Richard Dunn as Luiz in The Gondoliers

Richard Dunn (1933-41, 1947-49)

[Born c.1909, died Dec 1970]

Baritone Richard Dunn joined the D'Oyly Carte Opera Company chorus in March 1933. He was off the payroll between April and June 1935, but appears to have returned for the 1935-36 season. At some point in the that season he assumed the part of Antonio in The Gondoliers, and in June 1936 added Mr. Cox in Cox and Box, assuming the role from George Cammidge. Dunn played both Cox and Antonio throughout the following season, but during the 1937-38 season he yielded them to William Sumner.That year Dunn filled in on one occasion as the Earl of Mountararat in Iolanthe (December 1937), and swapped the part of Antonio fo Luiz in The Gondoliers (February 1938).He assumed the part of Luiz in September 1938, playing it as his only named part until August 1939 when he added the Counsel for the Plaintiff in Trial by Jury.In August 1940 he took on the small additional part of Second Citizen in The Yeomen of the Guard, but he left the Company in March 1941 when called into military service.

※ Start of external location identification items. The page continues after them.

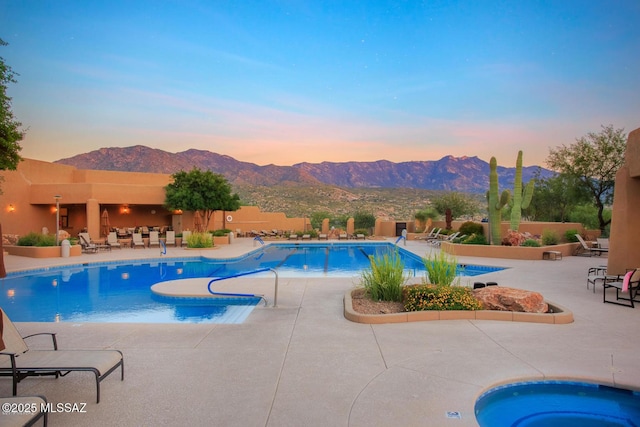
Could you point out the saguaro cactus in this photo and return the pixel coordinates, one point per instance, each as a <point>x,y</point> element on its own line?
<point>496,203</point>
<point>521,199</point>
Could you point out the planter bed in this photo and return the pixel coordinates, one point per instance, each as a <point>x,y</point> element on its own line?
<point>560,315</point>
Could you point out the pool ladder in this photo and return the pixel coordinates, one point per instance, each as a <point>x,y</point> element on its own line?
<point>246,273</point>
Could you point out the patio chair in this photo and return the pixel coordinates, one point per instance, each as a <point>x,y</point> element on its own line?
<point>171,238</point>
<point>19,362</point>
<point>154,238</point>
<point>20,418</point>
<point>430,235</point>
<point>112,240</point>
<point>85,243</point>
<point>185,237</point>
<point>629,283</point>
<point>585,250</point>
<point>137,241</point>
<point>599,274</point>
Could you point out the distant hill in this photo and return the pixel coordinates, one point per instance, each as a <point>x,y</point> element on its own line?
<point>464,174</point>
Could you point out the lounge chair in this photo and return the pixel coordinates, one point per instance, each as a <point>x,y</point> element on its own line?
<point>154,238</point>
<point>19,418</point>
<point>19,362</point>
<point>449,238</point>
<point>170,239</point>
<point>435,236</point>
<point>587,250</point>
<point>112,240</point>
<point>598,274</point>
<point>185,237</point>
<point>86,245</point>
<point>630,283</point>
<point>137,241</point>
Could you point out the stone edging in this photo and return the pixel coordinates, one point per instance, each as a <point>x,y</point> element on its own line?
<point>559,316</point>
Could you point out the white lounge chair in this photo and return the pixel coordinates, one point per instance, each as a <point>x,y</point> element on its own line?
<point>86,245</point>
<point>19,362</point>
<point>21,418</point>
<point>632,286</point>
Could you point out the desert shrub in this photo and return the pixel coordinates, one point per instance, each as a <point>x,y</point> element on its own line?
<point>470,228</point>
<point>434,297</point>
<point>513,238</point>
<point>475,239</point>
<point>37,239</point>
<point>570,236</point>
<point>361,231</point>
<point>441,268</point>
<point>549,237</point>
<point>384,280</point>
<point>200,240</point>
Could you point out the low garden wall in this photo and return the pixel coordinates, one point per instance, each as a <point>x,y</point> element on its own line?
<point>507,252</point>
<point>41,251</point>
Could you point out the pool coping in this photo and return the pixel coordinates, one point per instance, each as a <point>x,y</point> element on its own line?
<point>560,315</point>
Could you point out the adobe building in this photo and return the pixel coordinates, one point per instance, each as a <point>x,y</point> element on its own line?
<point>625,220</point>
<point>31,193</point>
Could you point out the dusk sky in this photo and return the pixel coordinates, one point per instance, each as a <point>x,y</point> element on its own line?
<point>291,81</point>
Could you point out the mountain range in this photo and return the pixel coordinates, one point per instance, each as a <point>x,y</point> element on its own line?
<point>463,174</point>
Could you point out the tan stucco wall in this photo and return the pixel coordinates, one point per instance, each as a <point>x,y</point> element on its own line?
<point>625,218</point>
<point>86,194</point>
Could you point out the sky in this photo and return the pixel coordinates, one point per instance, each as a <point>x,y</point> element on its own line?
<point>284,82</point>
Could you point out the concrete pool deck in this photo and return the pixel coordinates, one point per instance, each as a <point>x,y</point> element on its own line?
<point>303,363</point>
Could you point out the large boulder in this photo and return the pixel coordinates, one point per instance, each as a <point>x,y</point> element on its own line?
<point>510,299</point>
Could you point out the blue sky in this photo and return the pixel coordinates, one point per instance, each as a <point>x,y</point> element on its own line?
<point>289,81</point>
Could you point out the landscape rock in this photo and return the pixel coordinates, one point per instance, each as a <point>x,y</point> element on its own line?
<point>510,299</point>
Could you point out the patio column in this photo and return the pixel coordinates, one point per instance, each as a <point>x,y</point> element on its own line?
<point>93,218</point>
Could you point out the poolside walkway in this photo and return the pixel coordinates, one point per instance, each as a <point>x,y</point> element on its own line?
<point>304,364</point>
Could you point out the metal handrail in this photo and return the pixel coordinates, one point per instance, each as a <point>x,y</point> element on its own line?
<point>246,273</point>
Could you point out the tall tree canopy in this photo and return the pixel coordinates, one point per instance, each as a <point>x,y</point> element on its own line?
<point>593,160</point>
<point>10,134</point>
<point>200,191</point>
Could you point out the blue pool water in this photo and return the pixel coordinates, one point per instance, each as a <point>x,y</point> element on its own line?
<point>120,291</point>
<point>558,404</point>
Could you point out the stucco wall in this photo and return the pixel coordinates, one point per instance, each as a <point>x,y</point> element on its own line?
<point>625,218</point>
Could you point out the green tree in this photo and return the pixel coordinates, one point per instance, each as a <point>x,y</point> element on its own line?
<point>317,218</point>
<point>10,134</point>
<point>459,203</point>
<point>364,220</point>
<point>555,197</point>
<point>203,192</point>
<point>593,160</point>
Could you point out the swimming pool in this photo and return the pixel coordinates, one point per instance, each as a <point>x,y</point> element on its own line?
<point>119,291</point>
<point>558,403</point>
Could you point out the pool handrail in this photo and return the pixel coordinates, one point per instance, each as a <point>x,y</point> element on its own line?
<point>246,273</point>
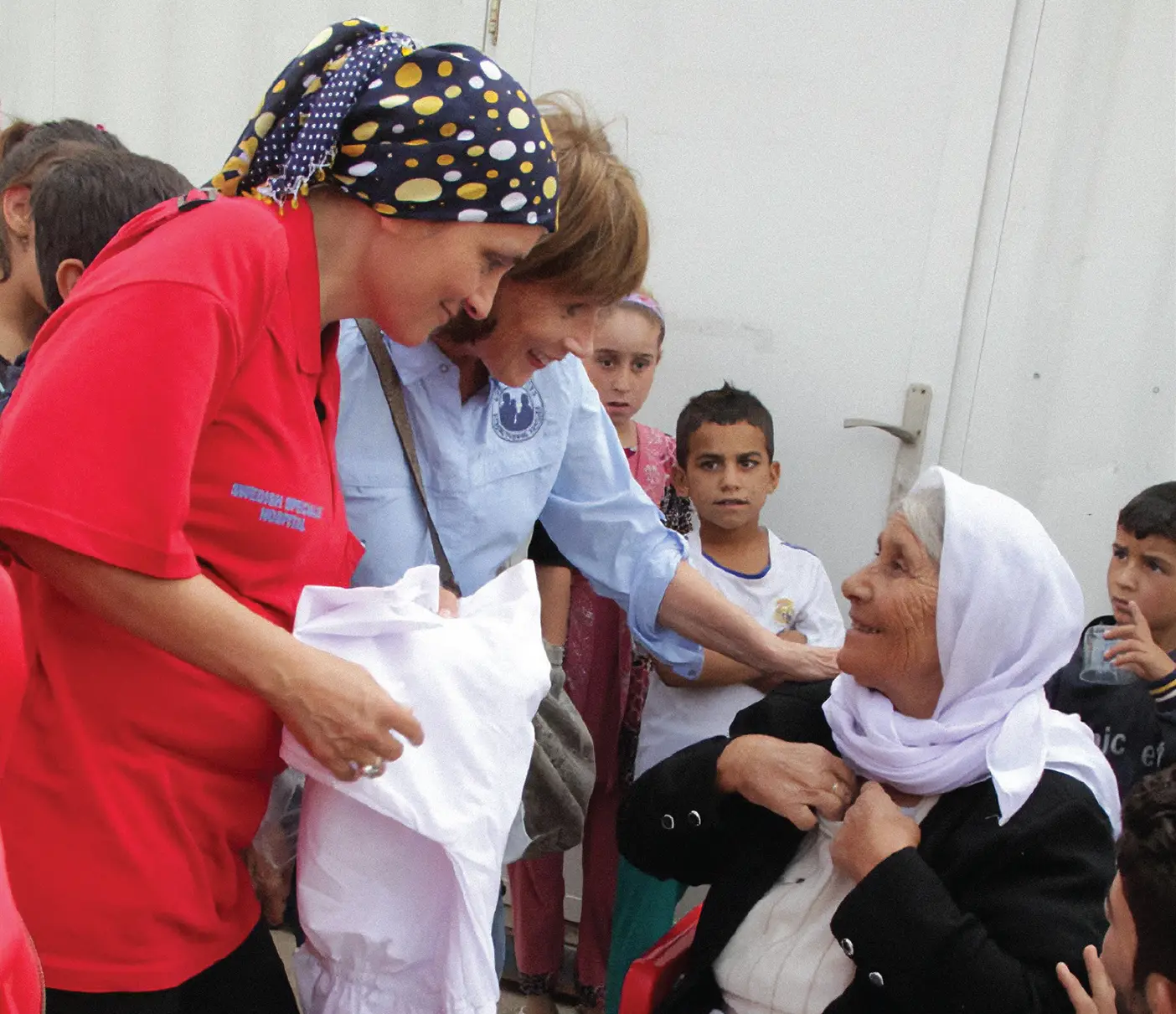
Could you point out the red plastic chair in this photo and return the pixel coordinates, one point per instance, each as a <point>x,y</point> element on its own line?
<point>652,976</point>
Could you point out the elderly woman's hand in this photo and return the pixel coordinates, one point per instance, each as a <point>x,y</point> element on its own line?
<point>875,827</point>
<point>792,780</point>
<point>1101,998</point>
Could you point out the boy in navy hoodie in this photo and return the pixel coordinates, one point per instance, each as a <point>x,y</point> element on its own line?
<point>1135,724</point>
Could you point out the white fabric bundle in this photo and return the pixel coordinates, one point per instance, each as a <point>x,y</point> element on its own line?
<point>1008,617</point>
<point>398,877</point>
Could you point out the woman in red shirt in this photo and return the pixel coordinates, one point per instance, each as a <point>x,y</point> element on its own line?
<point>168,488</point>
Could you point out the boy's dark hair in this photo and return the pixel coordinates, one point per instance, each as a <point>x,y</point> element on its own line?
<point>1147,866</point>
<point>86,198</point>
<point>1152,512</point>
<point>725,405</point>
<point>29,149</point>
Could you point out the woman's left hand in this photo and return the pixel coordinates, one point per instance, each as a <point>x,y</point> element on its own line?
<point>874,828</point>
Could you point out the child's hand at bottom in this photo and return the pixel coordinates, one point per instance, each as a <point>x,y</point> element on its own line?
<point>1101,999</point>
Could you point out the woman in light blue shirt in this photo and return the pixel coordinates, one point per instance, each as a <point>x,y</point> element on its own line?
<point>509,430</point>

Dunn returned to the D'Oyly Carte Opera Company in September 1947, and for the next year-and-a-half appeared regularly as Cox, Samuel in The Pirates of Penzance, Second Yeoman in The Yeomen of the Guard, and Annibale in The Gondoliers. He also filled in from time to time as Mountararat (1947-49), and as Counsel to the Plaintiff (1947) and the Learned Judge (1948-1949) in Trial by Jury.Richard Dunn left the D'Oyly Carte for good in April 1949.

Dunn next performed in London as a singer in Herbert & Ellis's musical play Tough at the Top (Adelphi, July-November 1949). His only subsequent role on the London Stage came in May 1957 when he played the Commissioner in Leo Marks's play The Best Damn Lie at the Winter Garden.

For the last ten years of his life Richard Dunn produced the Savoy operas for the Plymouth Gilbert & Sullivan Fellowship, his last production being an open-air Yeomen of the Guard for the City's 1970 Mayflower celebrations.